Thursday, November 1, 2007

FOCUS ON THE SEVENTIES


Know who's in the above picture? If you said, Dr. James Dobson, of Focus on the Family, you'd be right. If you said Adobe Acrobat 8, you'd also be right. What do the two have to do with each other? Nothing that I know of. Though JD has probably used AA once or twice. But I accidentally uploaded the Adobe picture (I'm selling Adobe on ebay--I don't keep it in my family album) and can't seem to get rid of it here.

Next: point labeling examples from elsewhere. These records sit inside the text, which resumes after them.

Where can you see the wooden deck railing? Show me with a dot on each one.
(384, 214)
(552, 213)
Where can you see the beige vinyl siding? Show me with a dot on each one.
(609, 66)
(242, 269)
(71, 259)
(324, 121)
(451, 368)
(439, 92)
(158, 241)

AAnnnyyhoo, I just wanted to show you that picture of James Dobson, because I was talking about him last night and realizing, I don't think I've ever seen his mug. Now that picture, and its soft, feathered-light background, looks like it's straight out of 1973. Does it not? Reminds me of one of those science films we watched in fourth grade where the guy with the horn rimmed glasses driving a '57 Chevy showed you how much sugar was really in a milk shake. Which begs the question, why does the Christian right seem to be stuck in an entirely outdated era, all the time??? I bet when high-waisted jeans come back in, (as they so sadly are) James Dobson will be right there with his pair, ready to go. Or maybe not... Maybe he's stuck in an era prior to the FIRST wave of high-waisted jeans. His wife probably still wears one of those full body bathing suits.

Anyway, I do think that the Fundamentalists being stuck in another era is a, forgive me, fundamental problem for us all. First off, they are trying to live as though we were all in a biblical era. In case anyone hasn't noticed from the advancements in sneaker design, we're not. Second, they are all about strict constructionist views on the Constitution and all that stuff, which is basically a microcosm of their passion for rigidly adhering to an outdated text from a long bygone era.
But anyway, it's getting a little breezy up here on this soapbox, so I'm gonna come down now. I just wanted anyone who is frightened by the direction this country has taken--and don't be fooled by not hearing that much about Huckabee or Brownback, they're waiting to pounce at the last minute--to know thine enemy, as the bible thumpers would say. And so now, if you're ever walking down the street past James Dobson (or perhaps if you see him leaving yoga class or while standing in line for your latte) you can put a face with a name. Or a pie in the face. As the case may be.